Abstract In order to realize the practical use of diamond as a semiconductor material, large-area single-crystal diamond wafers with uniform quality are required. Mosaic growth is an effective method to produce inch-grade single-crystal diamonds. However, the quality of the wafer is limited by the junction interface seriously, because cracking occurs easily due to the high internal stress. In this paper, the repetition growth method was adopted to grow mosaic splicing single-crystal diamond without polycrystalline diamond interface. The high-quality single crystal diamond slices were reduplicated by microwave plasma chemical vapor deposition (MPCVD). The substrates were obtained by cutting a piece of CVD diamond along a plane perpendicular to 〈001〉 (with a (100)-oriented surface). The evolution of the growth characteristics around the junction of the substrates at different stages was studied. The results show that the surface of the epitaxial layers gradually evolves from blurry terraces to a regular well-ordered step flow.

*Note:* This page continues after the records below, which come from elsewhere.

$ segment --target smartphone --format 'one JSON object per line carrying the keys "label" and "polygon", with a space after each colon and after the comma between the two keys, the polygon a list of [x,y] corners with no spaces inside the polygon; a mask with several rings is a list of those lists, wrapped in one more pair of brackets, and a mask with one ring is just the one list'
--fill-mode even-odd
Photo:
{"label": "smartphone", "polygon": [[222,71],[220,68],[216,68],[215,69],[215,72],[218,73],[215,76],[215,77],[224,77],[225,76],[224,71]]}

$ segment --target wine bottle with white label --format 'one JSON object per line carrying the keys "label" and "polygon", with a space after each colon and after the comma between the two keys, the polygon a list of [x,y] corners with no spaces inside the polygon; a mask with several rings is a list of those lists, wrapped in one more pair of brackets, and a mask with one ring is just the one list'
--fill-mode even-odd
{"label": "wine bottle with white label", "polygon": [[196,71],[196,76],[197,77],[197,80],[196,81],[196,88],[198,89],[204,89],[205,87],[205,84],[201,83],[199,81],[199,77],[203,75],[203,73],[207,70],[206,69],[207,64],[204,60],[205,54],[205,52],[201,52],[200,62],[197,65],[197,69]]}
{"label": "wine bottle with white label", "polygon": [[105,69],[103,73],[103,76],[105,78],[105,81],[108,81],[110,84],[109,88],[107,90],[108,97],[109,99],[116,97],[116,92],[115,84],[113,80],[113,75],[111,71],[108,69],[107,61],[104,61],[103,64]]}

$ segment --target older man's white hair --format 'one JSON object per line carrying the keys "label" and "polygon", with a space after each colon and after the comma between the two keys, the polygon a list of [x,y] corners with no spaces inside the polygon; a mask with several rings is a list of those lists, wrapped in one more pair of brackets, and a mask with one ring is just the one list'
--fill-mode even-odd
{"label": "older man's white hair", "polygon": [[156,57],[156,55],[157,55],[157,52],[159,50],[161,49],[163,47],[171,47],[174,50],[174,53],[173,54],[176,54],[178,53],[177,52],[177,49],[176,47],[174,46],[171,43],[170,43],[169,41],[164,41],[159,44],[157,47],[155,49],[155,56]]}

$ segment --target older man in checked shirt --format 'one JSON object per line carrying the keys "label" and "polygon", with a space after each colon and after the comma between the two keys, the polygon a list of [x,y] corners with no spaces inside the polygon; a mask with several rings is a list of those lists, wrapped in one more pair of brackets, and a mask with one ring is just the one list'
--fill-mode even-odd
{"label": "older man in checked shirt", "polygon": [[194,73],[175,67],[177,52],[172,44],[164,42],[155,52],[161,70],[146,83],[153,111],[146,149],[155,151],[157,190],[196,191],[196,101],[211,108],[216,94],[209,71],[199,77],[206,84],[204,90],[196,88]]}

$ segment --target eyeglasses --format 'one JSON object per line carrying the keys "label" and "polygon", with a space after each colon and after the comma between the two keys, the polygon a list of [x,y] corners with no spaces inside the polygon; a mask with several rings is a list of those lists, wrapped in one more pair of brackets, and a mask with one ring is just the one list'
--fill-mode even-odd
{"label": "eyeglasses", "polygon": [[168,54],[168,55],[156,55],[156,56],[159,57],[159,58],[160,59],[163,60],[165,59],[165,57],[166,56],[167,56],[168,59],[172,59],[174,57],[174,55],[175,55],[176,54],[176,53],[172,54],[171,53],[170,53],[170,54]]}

When the substrates have the same deviation direction and the off-direction angles are within 3°, the junction of the substrates can connect smoothly. Raman mapping shows that there is a mixture of tensile stress and compressive stress near the junction. As the thickness of the epitaxial layer increases from 280 μm to 560 μm, the range of tensile stress near the joint area expands from 85 μm to 150 μm, the maximum tensile stress increases from 0.08 GPa to 0.16 GPa. In addition, the value of FWHM in the X-ray rocking curve is less than 2.80 cm−1 around the junction, which indicates good crystal quality.